Carey, of course, has not had the opportunity to prove her claim, and dismissal under Rule 12 (b)(6) is proper only when "it appears beyond doubt that plaintiff can prove no set of facts in support of [her] claim which would entitle [her] to relief." Atkins v. Industrial Telecomms. Ass'n, 660 A.2d 885, 887 (D.C. 1995). Nevertheless, the allegations of the complaint must afford a basis for concluding that she may be able to prove conduct of the required enormity. Carey's allegations do not withstand the test. Giving her the benefit of all reasonable inferences, Atkins, supra, she alleged that Edgewood had purposely singled her out for exclusion of her guest because of its displeasure with her status as an unmarried mother, knowing (from her repeated objections) of the harm this could potentially inflict on her in the form of loss of custody of her children to the government while she was hospitalized. *fn6 We put aside to what extent her claim of invidious purpose is weakened by the complaint's admission that she herself had originated the barring of Carson. We likewise do not consider Edgewood's claim that it could not be charged with the intentional tort for "resort[ing] to legal processes," Bown v. Hamilton, 601 A.2d 1074, 1079 (D.C. 1992), in the sense of exercising its right to bar strangers from its property. *fn7 Even so, we could not sustain Carey's claim without holding that virtually any action by a landlord (or person with similar authority) motivated by discriminatory intent states a claim for intentional infliction of emotional distress. We decline to apply the tort that broadly. Cf. Duncan v. Children's Nat'l Med. Ctr., 702 A.2d 207, 211 (D.C. 1997) (affirming dismissal of intentional infliction claim against employer who put plaintiff to choice of "continu[ing] to . . . work in the Blood Bank, where her fetus would be exposed to radiation, or to lose her job"). The trial court correctly dismissed that count of the complaint.


Finally, we sustain the trial court's dismissal of Carey's constitutional claims on the ground that Edgewood had not been shown to be a state actor.

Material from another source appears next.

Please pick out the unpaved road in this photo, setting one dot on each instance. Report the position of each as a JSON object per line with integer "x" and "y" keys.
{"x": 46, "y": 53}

In general, neither the first nor the fifth amendment applies to actions of private persons. Kelly v. United States, 348 A.2d 884, 887 (D.C. 1975) (citation omitted). Carey, however, argues that Edgewood as property manager was performing a "`public function,'" i.e., "the exercise by a private entity of powers traditionally exclusively reserved to the [s]tate," Jackson v. Metropolitan Edison Co., 419 U.S. 345, 352 (1974) (citations omitted), because the Department of Housing and Urban Development had provided it with a federally subsidized mortgage for the property and with rent subsidy payments for Carey's unit. Assuming both of these assertions are true in fact, they nonetheless do not suffice to make Edgewood a state actor. "[M]ere receipt of government loans or funding by an otherwise private [entity] is not sufficient [government] involvement to trigger constitutional guarantees." Greenya v. George Washington Univ., 167 U.S. App. D.C. 379, 384, 512 F.2d 556, 561 (1975). As one court has stated in a similar context, "We do not find HUD's involvement in [mortgage insurance] programs to be so pervasive as to warrant a finding that the challenged activity is in essence that of the government." Hodges v. Metts, 676 F.2d 1133, 1136 (6th Cir. 1982). Nor does the addition of rent subsidies to the equation provide the critical mass of government involvement necessary to warrant treating the private landlord's conduct "as that of the State [itself]." Jackson, 419 U.S. at 354. In general, cases have required a greater showing of "pervasive regulat[ion]" and "continuing involvement in the construction and operation" of the housing complex than this case exemplifies before state action will be found. Male v. Crossroads Assoc., 469 F.2d 616, 621 (2d Cir. 1972); see also Lopez v. Henry Phipps Plaza South, Inc., 498 F.2d 937 (2d Cir. 1974). Whether "utilization of state eviction procedure," Joy v. Daniels, 479 F.2d 1236, 1239 (4th Cir. 1973), would tip the balance when combined with mortgage and rent subsidies is something we need not decide in this case, not involving eviction. *fn8

Affirmed in part and reversed in part; case remanded.